Kolejna mądra lekcja jaką wyniosłam z coachingu to przypomnienie sobie mądrości książki ZJEDZ TĘ ŻABĘ Briana Tracy.
O co w tym chodzi ? Co to żaba ? „Żaba” w tym kontekście to zadanie, które odwlekamy, przekładamy, nie możemy się zabrać -tak jakby ktoś nam kazał zjeść żabę, każdy (poza głodującym w Etiopii i innych krajach) by się ociągał…
Ogólnie na czym polega magia tej książki ? Na prostocie. Proste rady, które teoretycznie idzie wymyślić samemu, uderzają jak piorun w tatarak !

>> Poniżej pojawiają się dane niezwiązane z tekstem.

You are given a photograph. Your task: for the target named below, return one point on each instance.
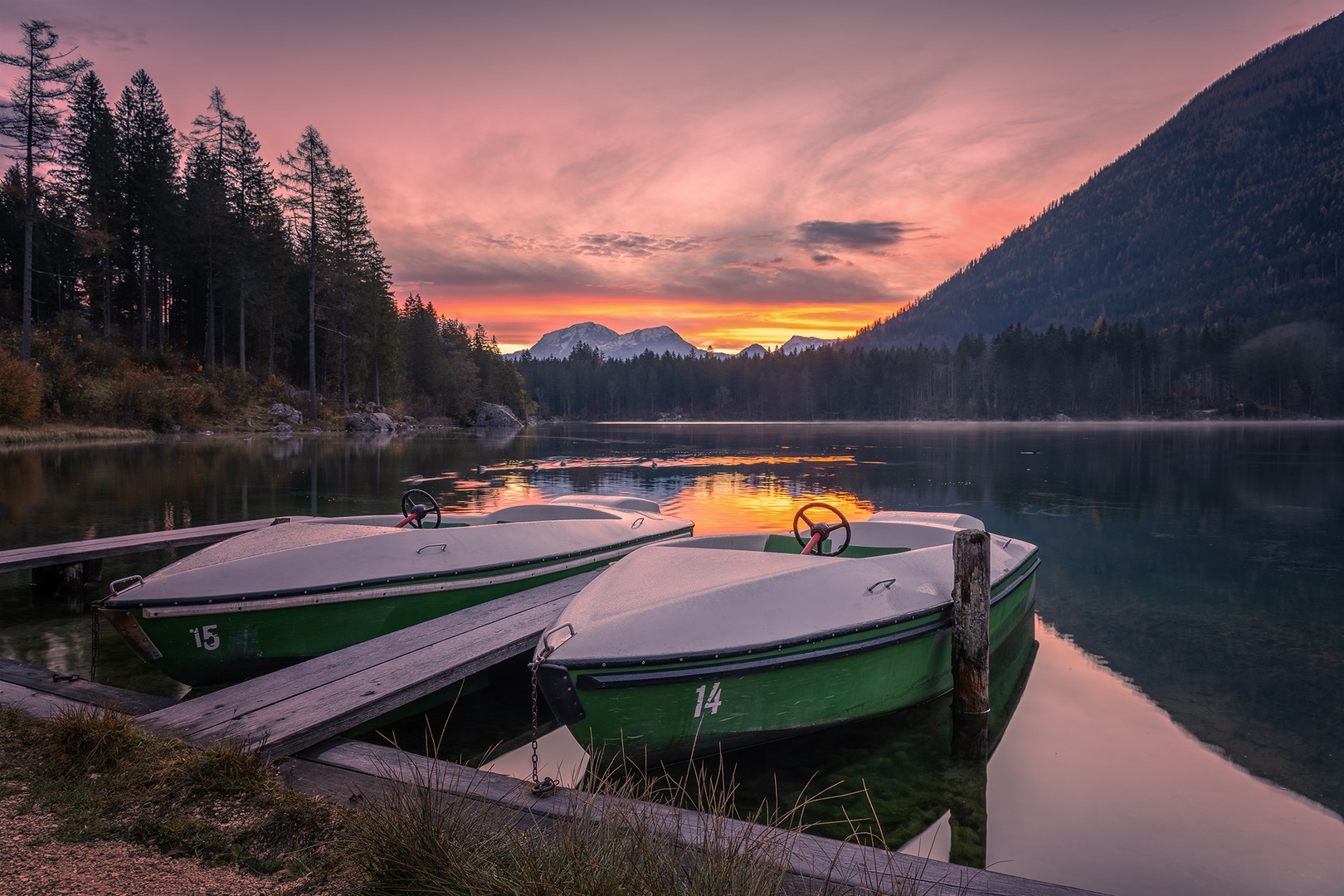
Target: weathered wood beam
(71, 553)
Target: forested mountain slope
(1231, 212)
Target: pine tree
(90, 173)
(149, 167)
(261, 243)
(30, 127)
(307, 173)
(212, 132)
(358, 277)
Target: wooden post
(971, 622)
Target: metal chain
(539, 787)
(93, 660)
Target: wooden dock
(304, 704)
(43, 692)
(73, 553)
(353, 774)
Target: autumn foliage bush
(21, 390)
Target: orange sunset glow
(741, 173)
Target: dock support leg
(971, 622)
(968, 774)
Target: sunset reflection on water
(721, 494)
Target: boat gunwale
(1007, 585)
(125, 602)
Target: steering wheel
(821, 531)
(416, 514)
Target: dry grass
(56, 433)
(611, 839)
(104, 778)
(619, 835)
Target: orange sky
(738, 171)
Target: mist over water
(1172, 722)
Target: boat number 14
(207, 638)
(711, 704)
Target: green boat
(721, 641)
(297, 590)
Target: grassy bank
(104, 778)
(56, 433)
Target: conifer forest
(190, 265)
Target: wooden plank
(307, 703)
(65, 553)
(316, 715)
(81, 691)
(806, 856)
(37, 703)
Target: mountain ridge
(1230, 212)
(558, 344)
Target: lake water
(1170, 723)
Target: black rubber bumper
(553, 680)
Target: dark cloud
(855, 234)
(632, 245)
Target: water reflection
(1096, 785)
(1200, 562)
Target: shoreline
(61, 434)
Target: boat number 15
(207, 638)
(711, 704)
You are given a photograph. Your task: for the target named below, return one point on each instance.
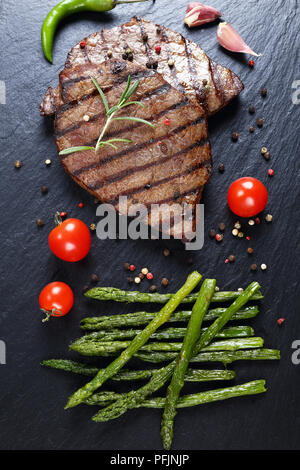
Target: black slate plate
(32, 399)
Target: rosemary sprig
(110, 113)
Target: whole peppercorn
(269, 218)
(212, 233)
(263, 92)
(260, 122)
(94, 278)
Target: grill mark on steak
(156, 92)
(134, 148)
(199, 92)
(103, 45)
(150, 118)
(128, 172)
(187, 192)
(224, 85)
(167, 179)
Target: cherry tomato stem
(247, 197)
(70, 240)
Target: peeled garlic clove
(231, 40)
(198, 14)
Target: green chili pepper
(68, 7)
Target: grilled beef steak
(168, 164)
(202, 80)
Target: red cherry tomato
(247, 197)
(70, 240)
(56, 299)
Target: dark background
(32, 398)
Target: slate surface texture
(32, 398)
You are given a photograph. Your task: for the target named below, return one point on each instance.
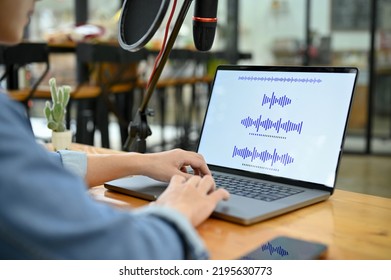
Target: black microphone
(204, 24)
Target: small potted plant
(55, 112)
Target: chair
(17, 57)
(114, 72)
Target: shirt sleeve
(74, 161)
(46, 212)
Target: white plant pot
(61, 140)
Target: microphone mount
(138, 128)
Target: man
(46, 213)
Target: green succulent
(55, 111)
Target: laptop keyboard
(253, 189)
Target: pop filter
(139, 21)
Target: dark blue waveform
(268, 124)
(282, 101)
(263, 156)
(280, 79)
(279, 250)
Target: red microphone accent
(200, 19)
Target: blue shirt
(47, 213)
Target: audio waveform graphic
(280, 79)
(267, 124)
(282, 101)
(264, 156)
(279, 250)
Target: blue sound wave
(282, 101)
(279, 250)
(268, 124)
(278, 79)
(263, 156)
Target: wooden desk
(353, 225)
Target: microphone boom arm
(138, 128)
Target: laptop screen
(281, 121)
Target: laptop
(281, 127)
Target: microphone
(204, 24)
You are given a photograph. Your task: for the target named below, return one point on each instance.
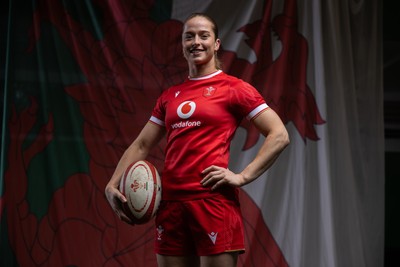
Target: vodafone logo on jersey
(186, 109)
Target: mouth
(195, 51)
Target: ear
(217, 45)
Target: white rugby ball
(141, 185)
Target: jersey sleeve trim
(255, 112)
(157, 121)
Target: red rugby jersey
(201, 116)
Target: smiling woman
(198, 188)
(200, 45)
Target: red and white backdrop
(81, 79)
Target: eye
(188, 36)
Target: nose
(196, 39)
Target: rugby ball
(141, 185)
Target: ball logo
(186, 109)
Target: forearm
(266, 156)
(133, 153)
(150, 135)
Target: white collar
(205, 77)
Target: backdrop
(81, 79)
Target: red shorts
(199, 227)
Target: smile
(195, 50)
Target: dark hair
(218, 64)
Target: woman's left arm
(276, 139)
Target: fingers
(116, 200)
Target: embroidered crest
(209, 91)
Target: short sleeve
(246, 100)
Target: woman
(199, 220)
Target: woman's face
(198, 41)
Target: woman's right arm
(148, 138)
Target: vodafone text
(184, 124)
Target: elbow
(283, 139)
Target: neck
(196, 71)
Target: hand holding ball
(141, 185)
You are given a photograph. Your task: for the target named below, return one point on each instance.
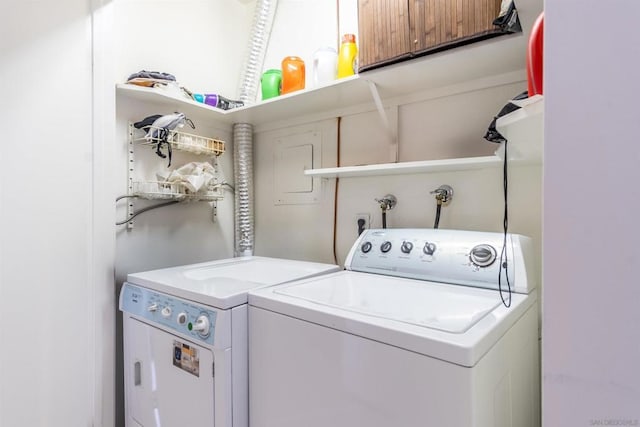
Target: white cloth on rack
(195, 176)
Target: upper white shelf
(404, 168)
(499, 56)
(435, 73)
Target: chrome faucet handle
(444, 194)
(387, 202)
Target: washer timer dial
(483, 255)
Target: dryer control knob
(483, 255)
(202, 326)
(406, 247)
(429, 248)
(181, 318)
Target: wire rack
(158, 190)
(185, 142)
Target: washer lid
(450, 309)
(225, 283)
(454, 323)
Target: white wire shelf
(158, 190)
(185, 142)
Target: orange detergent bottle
(293, 74)
(348, 56)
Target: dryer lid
(224, 283)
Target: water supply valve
(386, 203)
(444, 194)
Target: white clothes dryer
(185, 339)
(413, 334)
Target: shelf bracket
(392, 132)
(130, 168)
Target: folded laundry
(157, 75)
(195, 176)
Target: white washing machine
(185, 339)
(413, 334)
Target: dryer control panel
(461, 257)
(186, 317)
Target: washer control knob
(201, 326)
(181, 318)
(406, 247)
(429, 248)
(483, 255)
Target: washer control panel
(183, 316)
(469, 258)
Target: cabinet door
(383, 32)
(444, 22)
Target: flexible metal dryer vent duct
(243, 132)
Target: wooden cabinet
(394, 30)
(384, 35)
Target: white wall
(591, 211)
(55, 296)
(200, 42)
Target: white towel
(195, 176)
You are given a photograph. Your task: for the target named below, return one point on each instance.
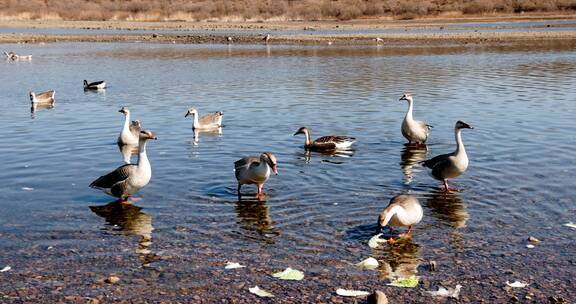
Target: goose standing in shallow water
(403, 210)
(451, 165)
(413, 130)
(130, 178)
(97, 85)
(326, 143)
(44, 98)
(255, 170)
(130, 133)
(209, 121)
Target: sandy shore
(341, 33)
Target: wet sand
(308, 33)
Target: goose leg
(391, 240)
(446, 188)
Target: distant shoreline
(357, 32)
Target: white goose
(210, 121)
(130, 178)
(131, 131)
(44, 98)
(451, 165)
(403, 210)
(413, 130)
(255, 170)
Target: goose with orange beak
(255, 170)
(130, 178)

I cóż się okazało na sesji coachingowej ? Że mam takie „żaby” w życiu. Całe stadko nawet, tłuściutkich, upasionych „żabek” które zjeść powinnam już dawno, a odwlekam.
Pytanie pomocnicze: jak zjeść słonia ?
Po kawałku.
Tak też należy postąpić z „żabą”. Podzielić na części, tak i tu, trudne zadanie należy podzielić na mniejsze etapy i zaplanować dokładnie i WYKONAĆ . Niemal każde zadanie idzie tak rozpracować.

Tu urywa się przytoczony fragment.